The small town of Manchester, Ky., the main hub in Clay County, is merely an exit off the highway, and has a Wal-Mart, a couple of hotels, chain restaurants and a few gas stations. The drive away from town and toward the area where Sparkman's body was found goes through sparsely populated forest with no streetlights, on winding roads that run up and down steep hills.
Manchester Police Chief Jeff Culver, whose agency is not part of the investigation because the death was outside city limits, said the area where Sparkman was found has a history of problems with prescription drug and methamphetamine trading.
"That part of the county, it has its ups and downs. We'll get a lot of complaints of drug activity. They'll whittle away, then flourish back up," Culver said. He said officers last month rounded up 40 drug suspects, mostly dealers, and made several more arrests in subsequent days.
FBI spokesman David Beyer said the bureau is assisting state police and declined to discuss any details of the crime scene. Agents are trying to determine if foul play was involved and whether it had anything to do with Sparkman's job as Census worker, Beyer said.
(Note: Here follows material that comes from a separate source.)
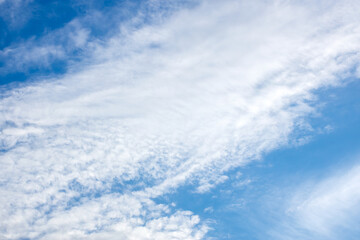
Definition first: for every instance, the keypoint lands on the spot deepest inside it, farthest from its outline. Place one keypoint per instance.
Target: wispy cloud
(178, 102)
(324, 209)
Attacking a federal worker during or because of his federal job is a federal crime.
Lucindia Scurry-Johnson, assistant director of the Census Bureau's southern office in Charlotte, N.C., said law enforcement officers have told the agency the matter is "an apparent homicide" but nothing else.
Census employees were told Sparkman's truck was found nearby, and a computer he was using for work was inside, she said.